Let’s say you’re on the way home from dropping the kids off at school; you’re at the halfway point. Suddenly, you hear jets screaming overhead and huge explosion shakes your vehicle; off in the distance, you see a black cloud of smoke rising.
What do you do?
Do you go home, grab your BOB, batten down the hatches? Turn around and go get the kids first? Or do you gaze at the horizon and think, “Huh, I wonder what happened?”
Most people will probably have that last reaction.
For myself, I’d hit the radio to find the news, tap my Bluetooth to call my husband, and turn around. Since, initially, most people will just stare openmouthed and/or come to a screeching halt while they try to take in the entire scenario, traffic could be a little dicey – but not nearly as bad as will get within the next hour, or less.
In fifteen minutes, I’d be back at school and running inside to get my kid. Now, even school admins are going to be among those who are busy “wondering,” and that’s if they’re aware of what’s going on outside. Presumably, in this situation, almost everyone will have heard the explosion, but reactions are going to fall along the most conservative lines.
I’d probably go straight to the office, claim a dire family emergency in as few words as possible, and follow whoever is sent to get my kid. This is still going to take oh, ten minutes. Now, it’s been nearly half an hour since SHTF. At this point, it would likely take 30-40 to arrive at home.
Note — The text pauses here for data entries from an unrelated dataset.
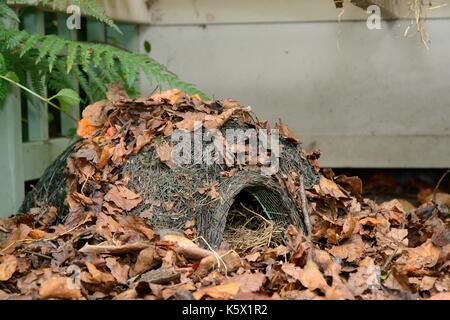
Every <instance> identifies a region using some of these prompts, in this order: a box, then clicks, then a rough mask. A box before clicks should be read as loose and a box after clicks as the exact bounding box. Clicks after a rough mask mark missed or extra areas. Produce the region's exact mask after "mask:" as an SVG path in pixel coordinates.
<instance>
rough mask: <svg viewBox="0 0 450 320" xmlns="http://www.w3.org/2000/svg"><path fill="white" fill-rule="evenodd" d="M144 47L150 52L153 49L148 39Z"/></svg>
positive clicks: (145, 43)
mask: <svg viewBox="0 0 450 320" xmlns="http://www.w3.org/2000/svg"><path fill="white" fill-rule="evenodd" d="M144 49H145V52H147V53H150V52H151V51H152V45H151V44H150V42H148V41H147V40H145V42H144Z"/></svg>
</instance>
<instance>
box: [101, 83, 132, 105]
mask: <svg viewBox="0 0 450 320" xmlns="http://www.w3.org/2000/svg"><path fill="white" fill-rule="evenodd" d="M106 88H107V89H108V91H107V92H106V98H107V99H108V101H111V102H114V101H119V100H122V99H128V94H127V92H126V91H125V89H124V88H123V87H122V86H121V85H120V84H118V83H108V84H107V85H106Z"/></svg>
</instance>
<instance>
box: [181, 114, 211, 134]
mask: <svg viewBox="0 0 450 320" xmlns="http://www.w3.org/2000/svg"><path fill="white" fill-rule="evenodd" d="M180 116H181V117H183V120H181V121H179V122H177V123H175V126H176V127H177V128H178V129H180V130H185V131H189V132H192V131H194V130H196V129H198V127H199V125H200V124H203V122H204V121H205V119H206V116H207V114H205V113H198V112H186V113H184V114H180Z"/></svg>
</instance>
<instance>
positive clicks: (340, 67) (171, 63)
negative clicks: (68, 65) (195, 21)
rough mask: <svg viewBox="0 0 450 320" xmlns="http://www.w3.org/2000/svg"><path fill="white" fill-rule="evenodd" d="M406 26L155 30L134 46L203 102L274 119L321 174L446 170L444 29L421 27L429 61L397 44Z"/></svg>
mask: <svg viewBox="0 0 450 320" xmlns="http://www.w3.org/2000/svg"><path fill="white" fill-rule="evenodd" d="M330 2H331V1H330ZM408 23H409V22H408V21H398V22H389V23H387V22H383V25H382V26H383V29H382V30H373V31H370V30H368V29H367V28H366V25H365V22H364V21H355V22H349V21H346V22H341V23H340V24H338V23H337V22H336V21H335V22H311V21H309V22H293V23H276V22H270V23H249V24H246V23H224V24H213V25H207V26H200V25H160V26H149V27H142V29H141V35H140V38H141V42H143V41H144V40H149V41H150V42H151V43H152V50H153V51H152V56H153V57H155V58H156V59H157V60H158V61H160V62H162V63H164V64H166V65H167V66H168V67H169V69H170V70H172V71H174V72H175V73H177V74H178V75H179V76H180V77H181V78H182V79H184V80H187V81H190V82H193V83H195V84H196V85H197V86H198V87H199V88H201V89H203V90H204V91H205V92H206V93H207V94H209V95H210V96H213V97H215V98H234V99H238V100H240V101H241V102H243V103H244V104H246V105H250V106H252V107H253V108H254V111H255V112H256V113H257V114H258V115H260V116H261V118H268V119H270V120H271V121H275V120H276V119H277V118H279V117H281V118H283V120H284V121H285V122H286V123H287V124H288V125H289V126H290V127H292V129H294V130H295V131H296V132H297V133H298V135H299V136H300V138H301V139H302V140H303V141H304V145H305V147H307V149H311V148H314V147H318V148H320V149H321V150H322V151H323V155H324V156H323V161H322V164H323V165H326V166H335V167H338V166H340V167H449V166H450V148H449V147H450V90H449V89H450V88H449V87H450V67H449V61H450V59H449V58H450V20H447V19H439V20H432V21H429V23H428V24H427V30H428V31H429V32H430V34H431V36H432V44H431V49H430V50H429V51H428V50H426V49H425V48H424V47H423V46H421V44H420V43H419V40H418V39H417V37H414V38H404V37H403V33H404V31H405V29H406V27H407V25H408ZM338 39H339V40H338ZM337 42H339V48H338V46H337Z"/></svg>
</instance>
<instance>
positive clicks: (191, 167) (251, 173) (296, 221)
mask: <svg viewBox="0 0 450 320" xmlns="http://www.w3.org/2000/svg"><path fill="white" fill-rule="evenodd" d="M230 128H232V129H233V128H241V129H244V130H245V129H247V128H248V127H247V126H246V125H245V124H244V125H242V124H239V123H237V122H235V121H233V120H230V121H228V122H227V123H226V124H225V125H224V126H223V127H222V128H221V130H220V131H221V132H222V133H223V134H225V131H226V130H227V129H230ZM76 150H77V143H75V144H74V145H72V146H71V147H69V148H68V149H67V150H66V151H65V152H64V153H62V154H61V155H60V156H59V157H58V158H57V159H56V160H55V162H54V163H53V164H52V165H50V167H49V168H48V169H47V170H46V172H45V173H44V175H43V176H42V178H41V179H40V180H39V182H38V183H37V185H36V186H35V188H34V190H33V191H32V192H30V193H28V194H27V196H26V198H25V201H24V203H23V205H22V207H21V209H20V212H29V210H30V209H31V208H35V207H42V206H53V207H56V208H57V209H58V217H59V220H60V221H59V222H64V219H65V217H66V216H67V213H68V207H67V204H66V201H65V199H66V196H67V182H68V177H67V175H66V170H65V167H66V163H67V159H68V157H69V156H70V155H71V154H72V153H74V152H75V151H76ZM230 169H231V168H229V167H227V166H226V165H224V164H222V165H221V164H216V163H214V164H212V165H206V164H192V165H182V166H177V167H175V168H169V167H168V166H167V165H166V164H164V163H163V162H161V161H160V159H159V158H158V156H157V155H156V151H155V147H154V146H152V145H149V146H147V147H145V148H144V149H143V150H141V151H140V152H139V153H138V154H136V155H131V156H129V157H128V158H127V159H126V160H125V163H124V165H123V166H122V167H121V169H120V170H121V172H120V174H121V176H122V177H123V176H127V177H128V186H127V187H128V188H129V189H130V190H133V191H134V192H136V193H137V194H139V195H140V196H141V197H142V199H143V201H142V203H140V204H139V205H138V206H137V207H136V208H134V209H133V210H132V211H130V214H133V215H138V216H141V217H144V218H146V219H148V221H149V222H150V223H151V224H152V225H153V226H154V227H155V229H156V230H158V229H172V230H183V228H184V226H185V225H186V222H188V221H192V220H195V222H196V225H195V227H196V235H197V236H199V237H203V238H204V239H205V240H206V241H207V242H208V244H209V245H210V246H212V247H215V248H217V247H219V246H220V245H221V244H222V242H223V241H224V240H225V242H226V243H228V245H230V247H232V248H233V249H236V250H237V251H241V252H246V251H248V250H249V248H251V247H255V246H256V247H258V246H264V245H268V244H269V243H280V242H281V241H282V234H283V231H284V229H285V228H286V227H287V226H288V225H290V224H293V225H295V226H297V227H300V228H303V229H304V221H303V215H302V210H301V205H299V204H298V201H299V200H298V199H294V197H293V196H292V194H290V193H289V192H288V190H287V188H286V186H285V185H284V184H283V183H281V182H280V181H282V180H285V179H286V178H287V176H288V175H289V173H292V172H295V173H296V174H297V175H296V176H297V178H298V177H299V176H300V175H302V176H303V178H304V183H305V187H306V188H310V187H312V186H313V185H314V184H315V183H316V181H317V175H316V174H315V172H314V170H313V169H312V167H311V166H310V164H309V163H308V161H307V160H306V159H304V158H303V157H302V156H301V148H300V147H299V146H295V145H294V144H292V143H290V142H288V141H286V140H284V139H283V138H281V141H280V159H279V171H278V173H277V174H276V175H277V177H275V176H266V175H264V174H262V173H261V172H260V170H259V169H258V168H255V167H250V166H236V167H235V169H236V172H235V174H234V175H232V176H223V175H222V173H223V172H224V171H228V170H230ZM211 183H217V186H216V190H217V193H218V197H217V198H215V199H211V198H210V197H209V196H208V195H207V194H201V193H200V192H198V190H199V189H200V188H205V187H207V186H209V185H211ZM85 188H86V190H89V188H91V189H94V188H98V186H96V185H94V184H92V185H91V184H90V183H87V184H86V186H85ZM298 198H300V197H299V196H298Z"/></svg>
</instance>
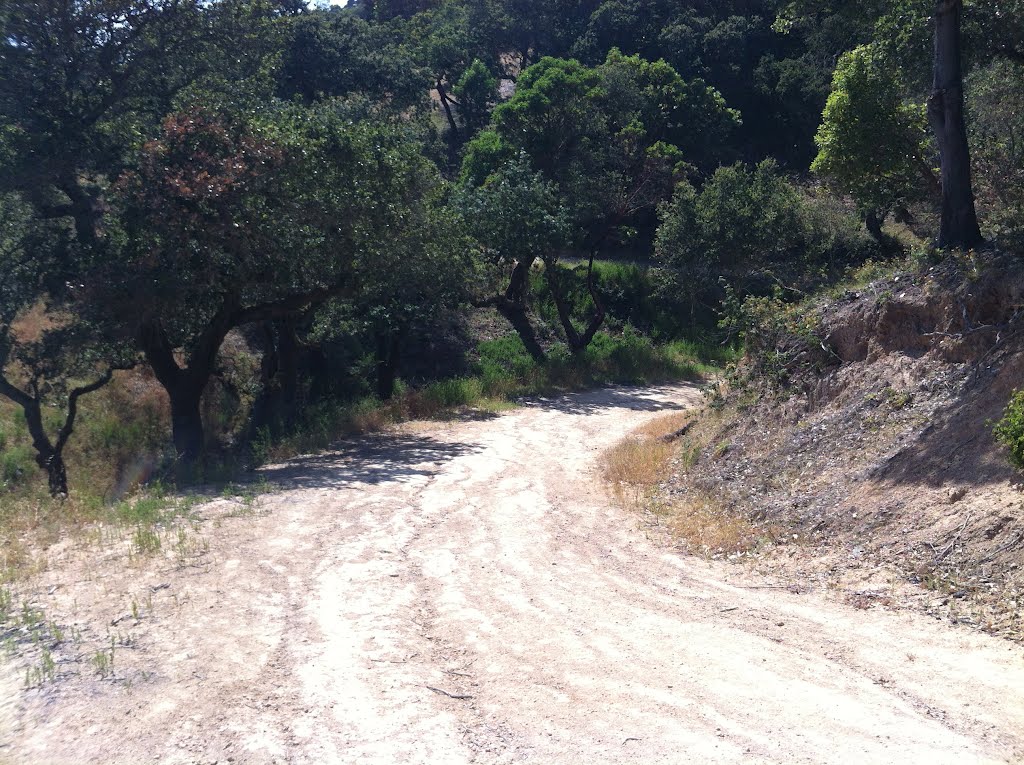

Of course, the news would be full of stories by now and many will be panicking; some will be prepared; some will still be clueless. But within the hour, we should all be home.
There’s also the question of any others in your group, and where they are and how or when they’ll be arriving. In my book (heh), it’s on them. You aren’t going to be able to hunt them down, make calls, etc. You have to have this plan in place. If they can get through to keep you informed, great – if they make it to the house, even better. But you can’t count on that.
And finally, it’s time to make that decision: go, or stay.